Ich bin abgeschweift.. Es steht jetzt ja im Konzert ein ganz anderes Tanzlied auf dem Programm. Es ist „Tana Solbici“ unser Chorlied aus Slowenien, das wir im Sommer mehrfach mit viel Freude aufgeführt haben. Passt das in dieses Weihnachtsprogramm?
Gerade als ich das Stück anstimmen will, beginnen die Kirchenglocken zu läuten. Es ist Punkt 12.00; die Tagesmitte. Zu dieser Zeit läuten die Glocken der Kirche seit Jahrzehnten Tag für Tag. Regelmäßig ist von Menschen zu lesen, die Kirchenglocken vor allem abends als störend empfinden und am liebsten abschaffen möchten. Mich stören die Glocken im ersten Moment auch, auch wenn es nur eine Glocke ist. Wie sollen wir zu dieser Glocke unser „Tana Solbici“ anstimmen? Das dürfte wohl schwierig werden…und dann geschieht es:
Ich gehe zum Klavier und drücke das „Es“. Der Zufall will es, dass die Kirchenglocke gerade auch in „Es“ läutet. Dieser Moment ist unerwartet für mich. Die Glocke schlägt genau im Grundton der Tonart von Tana Solbici. Nicht als Störung, sondern als Fundament. Der Raum oder die ganze Welt selbst scheint in diesem Moment für mich mitzusingen. Ich spüre, wie sich eine tiefe Berührung einstellt, Tränen steigen mir in die Augen. Nicht aus Unsicherheit, sondern aus der Erkenntnis, dass wir nicht immer Urheber dessen sind, was geschieht. Manches trägt uns, bevor wir handeln. Manches ist gegeben und nicht bewusst beeinflussbar.
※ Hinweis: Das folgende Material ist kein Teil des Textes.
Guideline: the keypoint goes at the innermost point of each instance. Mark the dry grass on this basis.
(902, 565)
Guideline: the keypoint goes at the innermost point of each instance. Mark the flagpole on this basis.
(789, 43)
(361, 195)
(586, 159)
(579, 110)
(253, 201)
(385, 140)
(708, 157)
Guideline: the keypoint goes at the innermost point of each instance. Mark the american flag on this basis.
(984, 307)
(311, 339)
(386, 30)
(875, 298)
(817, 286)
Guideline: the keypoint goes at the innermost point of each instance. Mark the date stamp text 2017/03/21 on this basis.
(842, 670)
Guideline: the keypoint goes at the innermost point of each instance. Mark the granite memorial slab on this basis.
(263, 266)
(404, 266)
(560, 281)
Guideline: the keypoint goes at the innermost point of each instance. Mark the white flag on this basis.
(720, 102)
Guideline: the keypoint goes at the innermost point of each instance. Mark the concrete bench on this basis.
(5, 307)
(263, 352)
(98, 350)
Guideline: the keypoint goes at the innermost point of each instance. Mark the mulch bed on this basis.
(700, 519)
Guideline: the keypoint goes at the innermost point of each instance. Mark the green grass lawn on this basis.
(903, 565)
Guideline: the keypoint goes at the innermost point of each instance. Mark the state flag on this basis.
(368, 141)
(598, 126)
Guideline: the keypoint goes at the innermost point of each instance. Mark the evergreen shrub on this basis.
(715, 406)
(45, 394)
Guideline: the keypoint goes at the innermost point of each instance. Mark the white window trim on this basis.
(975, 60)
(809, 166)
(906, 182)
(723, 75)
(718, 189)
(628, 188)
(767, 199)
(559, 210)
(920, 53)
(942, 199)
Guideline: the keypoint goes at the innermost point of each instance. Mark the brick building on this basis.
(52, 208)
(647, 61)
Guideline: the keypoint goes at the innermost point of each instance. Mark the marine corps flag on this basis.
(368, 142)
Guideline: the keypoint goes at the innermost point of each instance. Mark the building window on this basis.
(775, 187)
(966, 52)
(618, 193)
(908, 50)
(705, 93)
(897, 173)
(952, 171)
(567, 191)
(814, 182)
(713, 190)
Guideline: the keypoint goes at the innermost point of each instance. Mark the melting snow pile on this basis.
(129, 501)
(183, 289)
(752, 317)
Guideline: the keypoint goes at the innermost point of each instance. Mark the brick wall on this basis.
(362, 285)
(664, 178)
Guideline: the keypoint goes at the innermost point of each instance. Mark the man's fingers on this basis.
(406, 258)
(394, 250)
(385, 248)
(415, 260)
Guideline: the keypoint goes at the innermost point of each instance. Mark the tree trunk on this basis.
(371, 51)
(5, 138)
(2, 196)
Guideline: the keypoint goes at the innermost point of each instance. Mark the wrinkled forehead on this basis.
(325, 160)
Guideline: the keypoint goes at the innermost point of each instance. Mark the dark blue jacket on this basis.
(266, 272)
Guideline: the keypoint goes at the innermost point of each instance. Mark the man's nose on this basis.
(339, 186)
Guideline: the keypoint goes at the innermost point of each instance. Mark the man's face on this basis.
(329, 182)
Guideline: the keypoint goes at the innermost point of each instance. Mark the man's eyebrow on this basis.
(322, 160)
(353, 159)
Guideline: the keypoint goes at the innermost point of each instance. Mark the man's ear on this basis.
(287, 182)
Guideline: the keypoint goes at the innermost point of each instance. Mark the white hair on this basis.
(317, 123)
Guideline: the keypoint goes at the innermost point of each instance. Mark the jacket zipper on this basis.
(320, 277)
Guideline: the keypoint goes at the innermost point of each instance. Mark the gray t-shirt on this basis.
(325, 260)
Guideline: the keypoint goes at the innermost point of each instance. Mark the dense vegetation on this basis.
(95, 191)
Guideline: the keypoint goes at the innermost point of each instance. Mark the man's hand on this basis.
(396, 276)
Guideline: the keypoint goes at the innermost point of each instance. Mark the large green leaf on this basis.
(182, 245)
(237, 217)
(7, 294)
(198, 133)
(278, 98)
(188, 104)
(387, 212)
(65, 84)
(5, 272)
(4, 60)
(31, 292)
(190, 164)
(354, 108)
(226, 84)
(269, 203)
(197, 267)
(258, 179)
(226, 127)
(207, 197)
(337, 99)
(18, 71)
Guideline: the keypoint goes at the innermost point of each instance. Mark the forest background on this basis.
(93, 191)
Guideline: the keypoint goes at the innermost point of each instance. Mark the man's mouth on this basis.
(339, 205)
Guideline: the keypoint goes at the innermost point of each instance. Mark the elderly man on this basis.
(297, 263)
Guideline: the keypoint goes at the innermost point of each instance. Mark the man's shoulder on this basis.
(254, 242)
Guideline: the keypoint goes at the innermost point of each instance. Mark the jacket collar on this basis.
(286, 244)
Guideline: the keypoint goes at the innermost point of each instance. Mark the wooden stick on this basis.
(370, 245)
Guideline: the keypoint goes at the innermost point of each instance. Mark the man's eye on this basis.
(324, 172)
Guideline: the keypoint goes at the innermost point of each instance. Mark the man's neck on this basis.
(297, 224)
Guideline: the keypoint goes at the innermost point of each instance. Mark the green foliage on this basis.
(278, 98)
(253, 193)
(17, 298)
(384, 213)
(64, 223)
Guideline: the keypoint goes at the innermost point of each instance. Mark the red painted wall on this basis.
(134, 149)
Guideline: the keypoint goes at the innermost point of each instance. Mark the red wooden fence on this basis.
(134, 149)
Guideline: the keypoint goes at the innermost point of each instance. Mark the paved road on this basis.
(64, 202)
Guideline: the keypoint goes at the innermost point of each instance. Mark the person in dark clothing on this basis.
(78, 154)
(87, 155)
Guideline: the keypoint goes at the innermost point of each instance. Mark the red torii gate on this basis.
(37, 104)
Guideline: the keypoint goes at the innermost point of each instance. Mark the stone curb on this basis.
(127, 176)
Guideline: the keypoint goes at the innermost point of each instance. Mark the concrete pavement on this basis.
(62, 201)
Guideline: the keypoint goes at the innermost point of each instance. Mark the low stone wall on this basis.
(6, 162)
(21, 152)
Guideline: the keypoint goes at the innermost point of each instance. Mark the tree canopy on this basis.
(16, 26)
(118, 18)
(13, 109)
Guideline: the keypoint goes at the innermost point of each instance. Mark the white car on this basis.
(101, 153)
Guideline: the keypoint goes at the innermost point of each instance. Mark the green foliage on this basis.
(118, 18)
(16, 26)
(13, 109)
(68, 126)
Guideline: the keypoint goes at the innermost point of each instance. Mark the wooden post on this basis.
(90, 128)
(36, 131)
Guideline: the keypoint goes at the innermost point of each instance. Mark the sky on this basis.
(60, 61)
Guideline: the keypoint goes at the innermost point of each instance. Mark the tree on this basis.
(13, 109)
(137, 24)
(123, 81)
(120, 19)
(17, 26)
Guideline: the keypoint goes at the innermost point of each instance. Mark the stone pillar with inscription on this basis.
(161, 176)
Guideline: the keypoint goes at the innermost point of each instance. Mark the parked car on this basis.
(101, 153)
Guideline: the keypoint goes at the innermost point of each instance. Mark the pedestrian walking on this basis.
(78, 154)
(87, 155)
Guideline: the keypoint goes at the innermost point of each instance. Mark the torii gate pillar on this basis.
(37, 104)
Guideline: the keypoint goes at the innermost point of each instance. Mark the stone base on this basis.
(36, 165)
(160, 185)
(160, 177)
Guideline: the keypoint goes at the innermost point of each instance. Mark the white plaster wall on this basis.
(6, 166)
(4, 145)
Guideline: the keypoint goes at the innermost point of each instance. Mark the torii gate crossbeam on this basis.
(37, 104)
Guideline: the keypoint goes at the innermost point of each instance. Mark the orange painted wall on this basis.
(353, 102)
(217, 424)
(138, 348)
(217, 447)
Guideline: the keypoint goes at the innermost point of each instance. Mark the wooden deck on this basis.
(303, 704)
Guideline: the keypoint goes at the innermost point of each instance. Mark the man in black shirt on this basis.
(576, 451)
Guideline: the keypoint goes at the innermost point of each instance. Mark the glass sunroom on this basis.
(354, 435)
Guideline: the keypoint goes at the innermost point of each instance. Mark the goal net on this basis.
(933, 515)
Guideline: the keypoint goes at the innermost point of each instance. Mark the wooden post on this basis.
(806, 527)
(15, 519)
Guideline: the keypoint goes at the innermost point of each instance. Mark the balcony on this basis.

In einer Zeit, in der Kirche oft als Ort von Macht, Dogma und Konflikt erfahren wird, zeigt dieser Moment besondere Ambivalenz. Die Glocke fordert keinen Glauben ein. Sie ist einfach Klang. Präsenz. Sie ist einfach da. Sie war schon vor hunderten von Jahren einfach da und stellt keine Fragen. Musikalisch ist es konkret: ein Grundton, ein Halt, ein Ursprung, ein „Es“, wie wir es schon unzählige Male gesungen haben. Ontologisch bleibt es offen: Ist es Zufall? Ist es Notwendigkeit? Oder etwas, das sich unserer Unterscheidung entzieht?
Die Frage nach der Fügung ist letztlich eine Frage nach unserem Verhältnis zur Welt. Glauben wir, dass alles verfügbar, erklärbar und beherrschbar ist? Oder lassen wir zu, dass uns etwas begegnet, ohne sich rechtfertigen zu müssen? Ich weiß nicht, was dieser Moment ist. Ich weiss auch nicht wirklich, warum er mich derart berührt hat. Aber ich weiß, dass er etwas zeigt: dass Sinn nicht immer gemacht wird, sondern auftaucht. Dass Bedeutung nicht immer geplant ist, sondern widerfährt. Vielleicht ist das Es genau dieser Widerfahrenscharakter des Lebens. Nicht Antwort, nicht Beweis, nicht Trost – sondern Gegenwart. Es ist, was es ist. Und manchmal liegt darin die tiefste Wahrheit und Fügung.